(WM) The One Orlando Alliance, a grouping of more than 40 Central Florida LGBT organizations, announced June 9 the formation of an anti-racism committee within its organization to address the issues of systemic racism in Central Florida’s LGBT community.
“We are committed to creating a safe and inclusive environment for all who reside and visit here,” the Alliance stated in a press release. “Since the senseless murder of George Floyd, our nation and our local community have asked that individuals and organizations take a deep look at what they are doing to be neither complicit nor perpetuate the ills of structural racism.”
The Alliance established its anti-racism committee in an emergency coalition meeting on June 5. The meeting came one week after the Alliance joined more than 600 LGBT organizations nationwide in signing a letter committing to “embrace anti-racism and end white supremacy, not as necessary corollaries to our mission, but as integral to the objective of full equality for LGBTQ+ people.” The letter also affirms that the signed-on organizations “understand what it means to rise up and push back against a culture that tells us we are less than, that our lives don’t matter.”
The Alliance named Charlotte “Cha Cha” Davis, a longtime activist in the LGBTQ+ black community and leader behind the #WeExist movement, to head the committee.
“We have finally gotten to the point where we need to address these issues and this committee will create a level of transparency within the Alliance and the organizations that are involved,” Davis says.
Along with the creation of the committee — which the Alliance will require each member group to designate a representative to — and establishing Davis as the Racial Equality Liaison, the organization’s June 5 meeting also expanded on the Alliance Agenda’s Top 10 Issues Facing Central Florida’s LGBTQ+ Community.

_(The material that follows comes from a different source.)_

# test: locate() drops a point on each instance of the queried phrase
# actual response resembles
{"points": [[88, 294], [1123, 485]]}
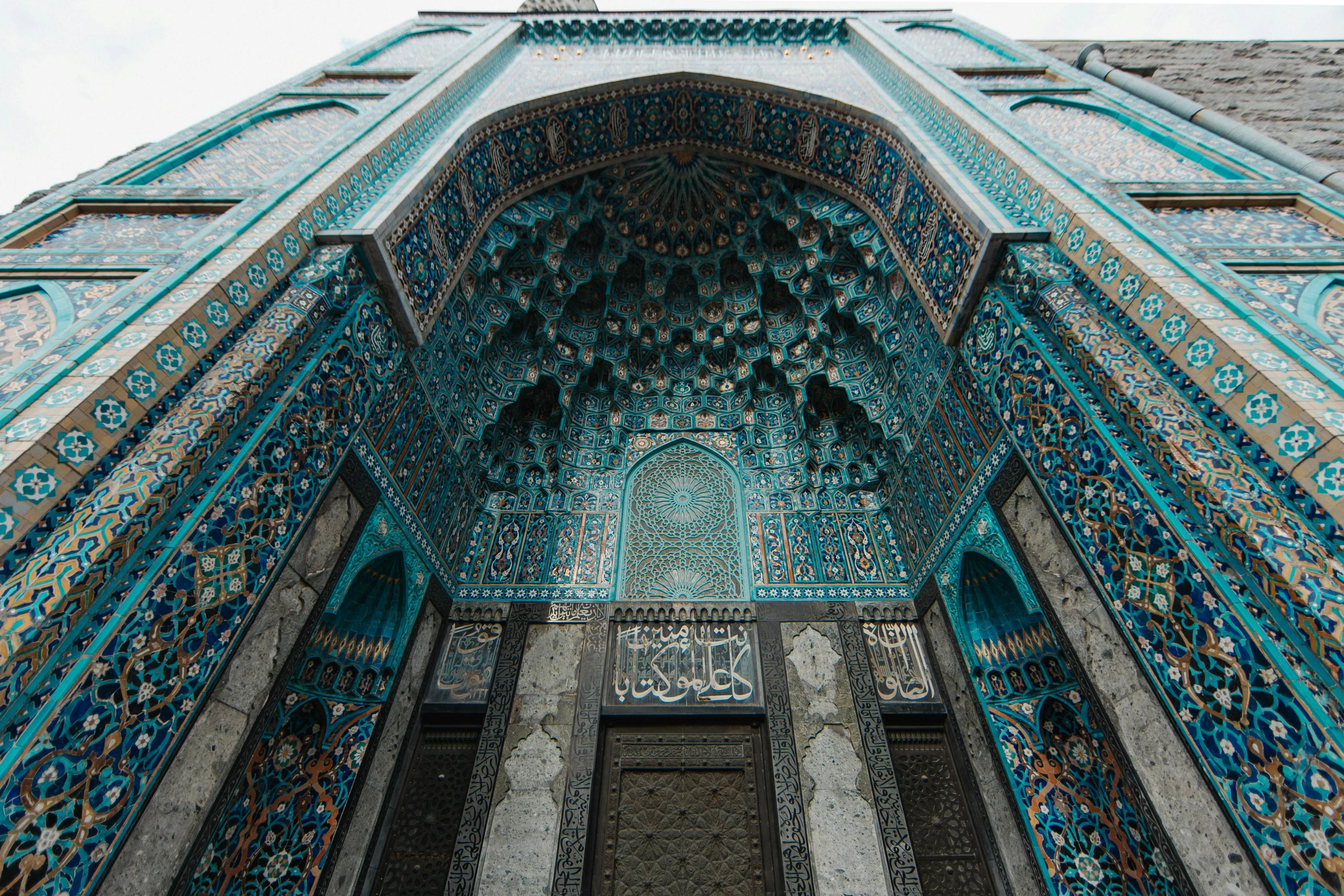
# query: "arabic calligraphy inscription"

It changed the focus from “Racial Inequality” to “Anti-Racism,” adding a series of firm commitments to that section which will be taken to build a more equitable community.
The Alliance’s anti-racism committee held its first meeting on June 7. Topics discussed ranged from revising membership requirements and developing and revising internal inclusion strategies to leveraging relationships with government, corporate and philanthropic leaders to ensure that the leadership of the LGBT communities that have historically been marginalized is elevated.
“I have worked with all of the organizations within the Alliance and I’ve been bringing up racial inequalities here in Orlando for the past 12 years now,” Davis says, “and there’s a huge gap between the LGBTQ community as a whole and the black LGBTQ community. I think that’s what the need is now, to bridge that gap and open up the lines of communication that haven’t been there because we haven’t been included in a lot of the conversations.”
Davis says that there have been inroads made over the last four years in the LGBT community, since the tragedy at Pulse, and that since then she can see that the climate is definitely changing.
“I can say now that we are starting to see those issues addressed with the Alliance, having genuine authentic people at the table and hearing from voices of people that have lived experiences,” Davis says.